Avant d’arriver à Gorizia en 2006, je ne connaissais pas cette petite ville frontalière. A la rentrée, au début de l’automne, je m’installais alors dans la maison des étudiants, un bâtiment blanc et tout juste rénové à quelques pas de la faculté de sciences diplomatiques. De Gorizia, je savais seulement que suite à la deuxième guerre mondiale, le rideau de fer avait coupé la cité en deux et que, depuis, la douane se situait pratiquement en plein centre-ville. Dans les livres d’histoire, sur la Guerre froide, on en parlait comme d’une “petite Berlin”, où la géopolitique internationale avait fini par diviser les jardins et les cimetières et s’introduire dans le quotidien des habitants.
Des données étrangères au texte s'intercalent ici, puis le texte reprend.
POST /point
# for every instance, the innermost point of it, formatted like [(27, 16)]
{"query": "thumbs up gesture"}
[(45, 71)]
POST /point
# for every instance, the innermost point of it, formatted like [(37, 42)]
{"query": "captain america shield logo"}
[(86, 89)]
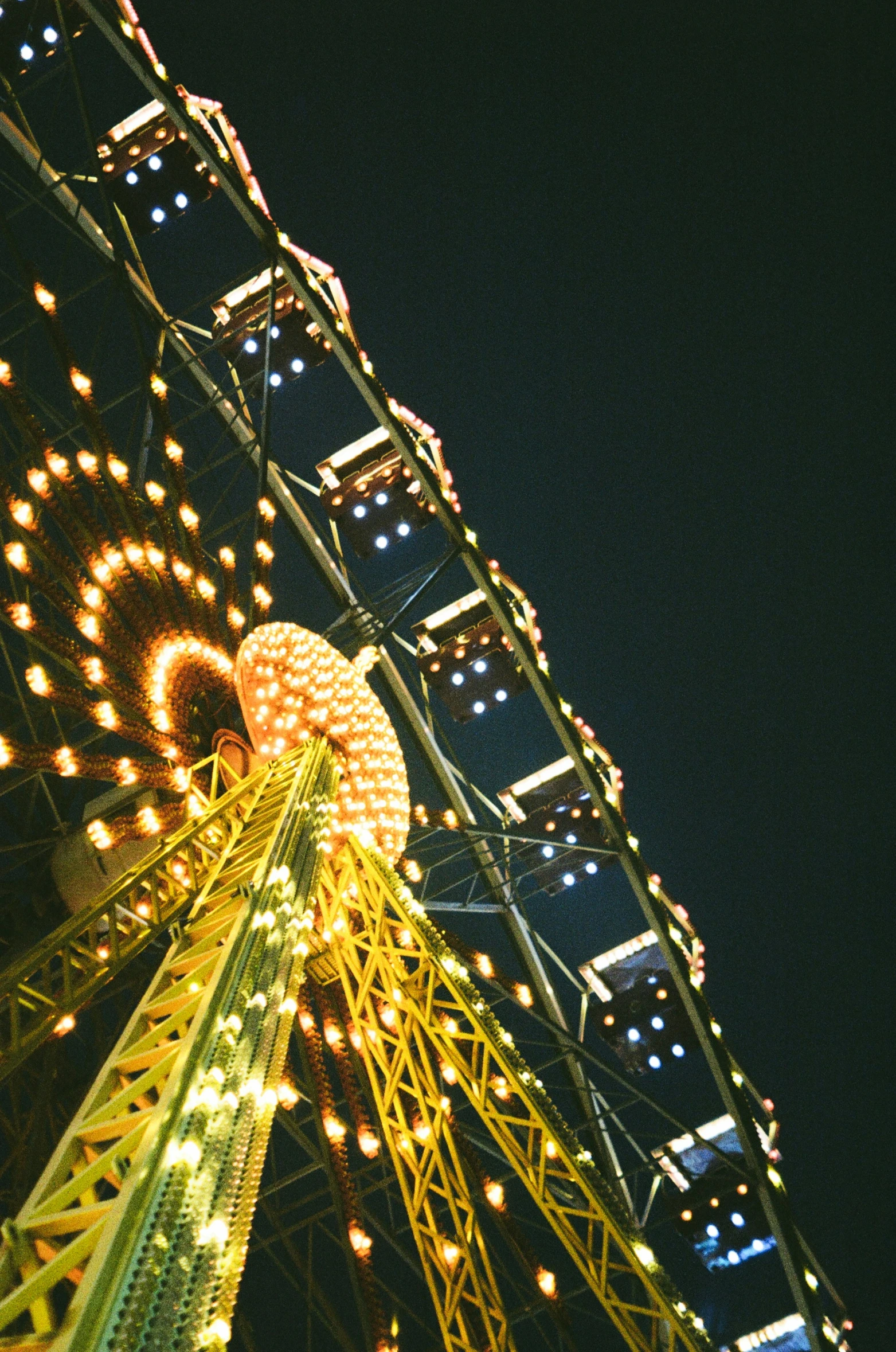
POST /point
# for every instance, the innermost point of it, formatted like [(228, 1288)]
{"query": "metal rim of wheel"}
[(133, 306)]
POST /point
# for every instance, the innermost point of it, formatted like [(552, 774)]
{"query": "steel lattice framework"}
[(157, 1189)]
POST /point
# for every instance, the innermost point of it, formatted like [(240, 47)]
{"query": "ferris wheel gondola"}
[(153, 519)]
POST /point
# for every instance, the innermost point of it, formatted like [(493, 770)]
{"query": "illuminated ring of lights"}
[(292, 685)]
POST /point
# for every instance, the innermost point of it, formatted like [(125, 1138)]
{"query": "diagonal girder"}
[(150, 1193), (392, 963), (221, 845)]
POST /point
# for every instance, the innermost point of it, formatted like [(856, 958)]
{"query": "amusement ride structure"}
[(240, 1029)]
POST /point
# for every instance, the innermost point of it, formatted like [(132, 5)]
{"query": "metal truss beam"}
[(146, 1203), (391, 960), (42, 991)]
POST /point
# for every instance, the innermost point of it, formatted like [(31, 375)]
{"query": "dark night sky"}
[(629, 260)]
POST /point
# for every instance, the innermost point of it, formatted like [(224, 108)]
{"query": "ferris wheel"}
[(242, 601)]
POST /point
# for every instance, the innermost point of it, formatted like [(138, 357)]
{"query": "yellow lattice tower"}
[(178, 1121)]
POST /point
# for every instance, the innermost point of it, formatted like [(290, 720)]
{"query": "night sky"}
[(629, 261)]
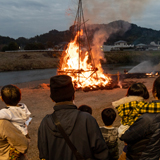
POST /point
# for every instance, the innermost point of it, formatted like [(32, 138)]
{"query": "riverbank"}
[(16, 61), (36, 95)]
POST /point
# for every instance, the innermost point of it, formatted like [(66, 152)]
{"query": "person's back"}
[(11, 136), (81, 127), (110, 133), (143, 136)]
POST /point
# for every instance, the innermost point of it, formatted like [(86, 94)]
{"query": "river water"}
[(15, 77)]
Mais, entre les cours, les amis et la découverte de ces nouveaux espaces, mes journées ne souffraient pas du passé de la ville, d’autant plus qu’en 2006, la Slovénie faisait partie de l’Union européenne depuis déjà deux ans. A la piazza Transalpina, le petit mur en béton, qui avait longtemps divisé la place, avait été démoli. Et seule une plaque commémorative indiquait sur le sol l’endroit où, entre 1947 et 2004, avait commencé le “bloc de l’Est”. Certains d’entre nous y allaient pour se photographier, un pied en Italie et l’autre en Slovénie. Etudiants, nous traversions les confins presque quotidiennement, certains pour faire le plein d’essence (moins cher côté slovène), d’autres pour tester l’émotion des casinos (illégaux en Italie) ou encore pour arpenter à bicyclette les douces collines des alentours. On serpentait la frontière dans tous les sens, sous le regard indifférents des douaniers ennuyés.
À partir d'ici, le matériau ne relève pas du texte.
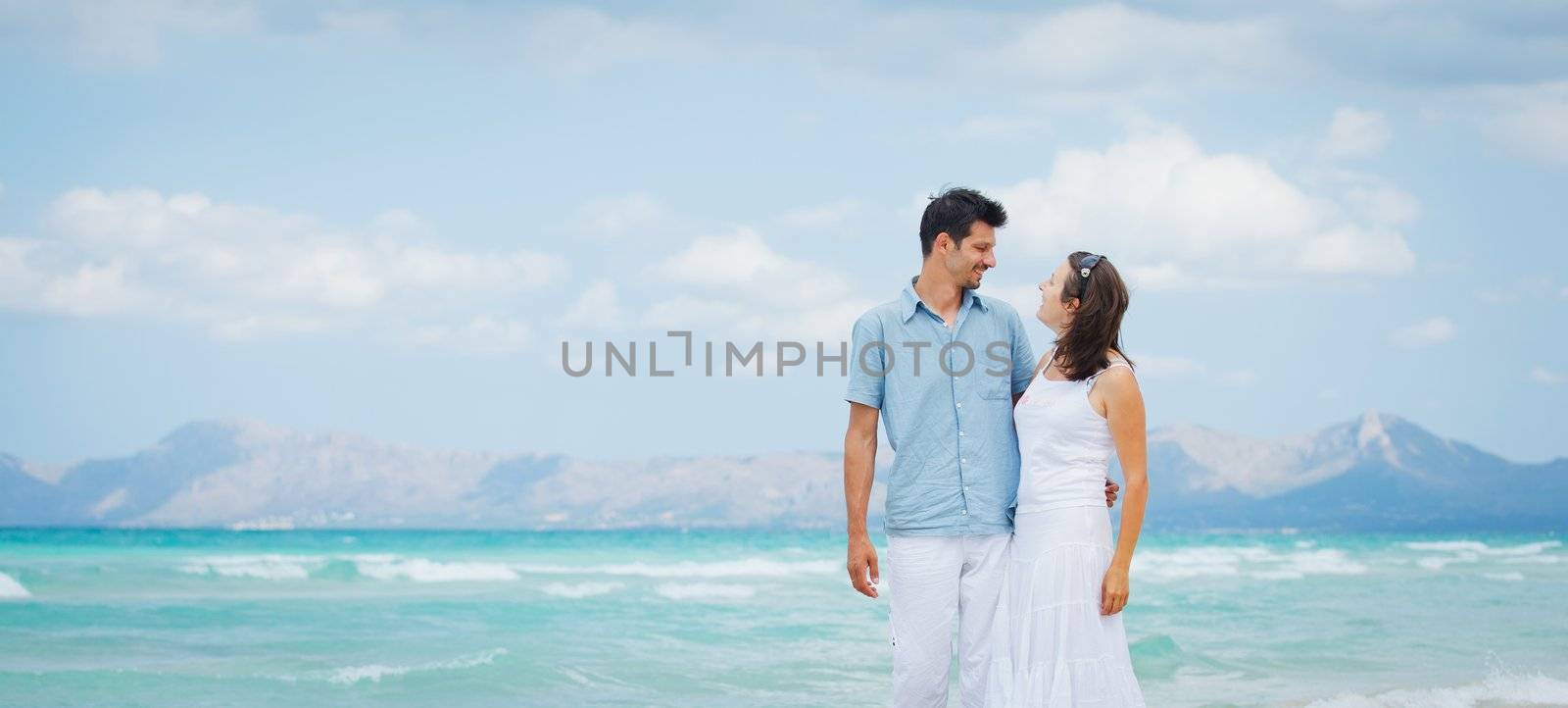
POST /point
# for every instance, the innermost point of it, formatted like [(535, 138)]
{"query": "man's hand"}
[(862, 566)]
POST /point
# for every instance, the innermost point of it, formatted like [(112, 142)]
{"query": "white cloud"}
[(1355, 132), (745, 263), (621, 216), (833, 216), (1239, 379), (1542, 374), (1003, 127), (1173, 216), (247, 272), (598, 308), (1112, 47), (1424, 333), (741, 287), (1159, 366), (1529, 122)]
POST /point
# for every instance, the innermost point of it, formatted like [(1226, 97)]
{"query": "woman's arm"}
[(1125, 415)]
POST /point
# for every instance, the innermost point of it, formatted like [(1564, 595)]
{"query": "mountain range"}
[(1374, 473)]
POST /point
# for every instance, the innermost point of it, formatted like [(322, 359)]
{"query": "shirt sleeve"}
[(867, 374), (1023, 355)]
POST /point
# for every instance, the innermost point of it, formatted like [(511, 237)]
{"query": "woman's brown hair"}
[(1097, 326)]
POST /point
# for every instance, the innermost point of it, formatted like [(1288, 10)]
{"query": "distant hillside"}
[(1377, 473)]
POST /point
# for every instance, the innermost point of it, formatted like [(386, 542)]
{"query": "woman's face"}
[(1053, 311)]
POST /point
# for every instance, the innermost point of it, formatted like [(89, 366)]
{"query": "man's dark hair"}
[(954, 211)]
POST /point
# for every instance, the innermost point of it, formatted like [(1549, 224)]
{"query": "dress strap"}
[(1115, 362)]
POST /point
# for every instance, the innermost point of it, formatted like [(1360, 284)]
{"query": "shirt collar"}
[(911, 300)]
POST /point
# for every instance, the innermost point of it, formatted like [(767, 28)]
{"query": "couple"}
[(980, 428)]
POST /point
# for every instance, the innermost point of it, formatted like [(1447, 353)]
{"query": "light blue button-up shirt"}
[(951, 426)]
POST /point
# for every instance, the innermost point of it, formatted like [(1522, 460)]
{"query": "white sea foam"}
[(1482, 548), (705, 590), (267, 567), (384, 567), (1470, 551), (577, 590), (1253, 561), (1437, 562), (10, 589), (1533, 559), (376, 672), (755, 567), (1497, 689)]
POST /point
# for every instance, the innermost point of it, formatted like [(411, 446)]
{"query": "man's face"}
[(974, 256)]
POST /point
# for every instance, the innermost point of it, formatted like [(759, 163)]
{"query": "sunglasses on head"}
[(1084, 267)]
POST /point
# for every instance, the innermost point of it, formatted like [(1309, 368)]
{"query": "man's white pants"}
[(932, 578)]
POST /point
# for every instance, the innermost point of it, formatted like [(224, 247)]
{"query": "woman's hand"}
[(1113, 590)]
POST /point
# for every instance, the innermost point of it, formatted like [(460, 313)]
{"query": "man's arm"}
[(859, 468)]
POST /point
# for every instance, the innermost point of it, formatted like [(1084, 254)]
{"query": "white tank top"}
[(1065, 446)]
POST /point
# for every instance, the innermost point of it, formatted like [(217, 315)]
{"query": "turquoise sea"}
[(736, 619)]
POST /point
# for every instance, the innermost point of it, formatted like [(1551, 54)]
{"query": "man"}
[(943, 368)]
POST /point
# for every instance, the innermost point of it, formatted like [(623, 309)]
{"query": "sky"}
[(386, 219)]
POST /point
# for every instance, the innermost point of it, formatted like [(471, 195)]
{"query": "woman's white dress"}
[(1051, 644)]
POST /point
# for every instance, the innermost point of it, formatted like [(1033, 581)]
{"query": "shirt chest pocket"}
[(995, 388)]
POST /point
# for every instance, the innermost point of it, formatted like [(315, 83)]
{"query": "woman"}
[(1058, 636)]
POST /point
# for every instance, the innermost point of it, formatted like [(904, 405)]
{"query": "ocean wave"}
[(1471, 551), (692, 569), (705, 590), (1499, 687), (1233, 561), (10, 589), (425, 570), (577, 590), (267, 567), (396, 567), (350, 676), (1482, 548)]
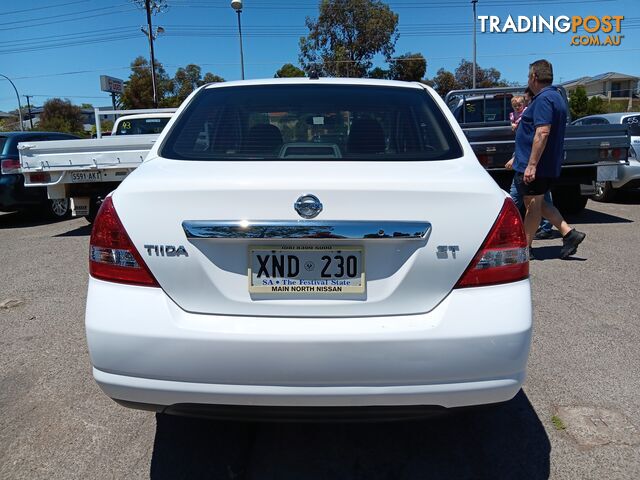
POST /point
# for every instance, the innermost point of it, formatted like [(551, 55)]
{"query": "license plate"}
[(306, 270), (84, 177), (607, 173)]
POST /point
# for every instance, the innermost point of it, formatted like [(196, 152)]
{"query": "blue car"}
[(13, 194)]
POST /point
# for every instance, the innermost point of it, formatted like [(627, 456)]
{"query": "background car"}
[(628, 175), (13, 194)]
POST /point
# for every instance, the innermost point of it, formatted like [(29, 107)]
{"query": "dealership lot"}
[(578, 416)]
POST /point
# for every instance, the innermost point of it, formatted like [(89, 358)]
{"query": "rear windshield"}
[(141, 126), (295, 122), (483, 110), (634, 125)]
Le 21 décembre 2007, cette fracture qui avait caractérisé Gorizia durant un demi-siècle a disparu officiellement : la Slovénie rentrait dans l’espace Schengen. Ce soir-là, à la “casa rossa”, l’édifice dans lequel logeaient les douaniers italiens, une grande foule s’est rassemblée pour suivre le démantèlement symbolique de la barrière blanche et rouge. Entourés par les journalistes de deux pays, les habitants de Gorizia et de “Nova Gorica” (la ville jumelle slovène) étaient en fête. Emus, ils racontaient des anecdotes qui remontaient à 40 ou 50 ans. Un vieil homme s’amusait à se rappeler le jour où il lança un ballon de l’autre côté, et comment il eut peur d’aller le récupérer…


Aujourd’hui, je réside à Zagreb en Croatie et je passe souvent par Gorizia lorsque je rentre en Italie. Et si je ralentis à l’approche du poste de contrôle rouge, c’est seulement parce qu’il marque aussi le début du centre-ville. Je n’ai plus l’occasion de flâner dans les magnifiques collines du Collio (le “Brda”, en slovène), mais je suis certain que d’autres étudiants partent encore à la recherche de meilleurs “osmize” (osmice), ces endroits intemporels où les agriculteurs locaux vendent leur vin et leurs produits de saisons. Comme l’Isonzo, la rivière qui zigzague depuis toujours entre Italie et Slovénie, ces étudiants en vélo sont désormais libres de descendre à toute vitesse et sans s’arrêter les buttes vertes de Gorizia.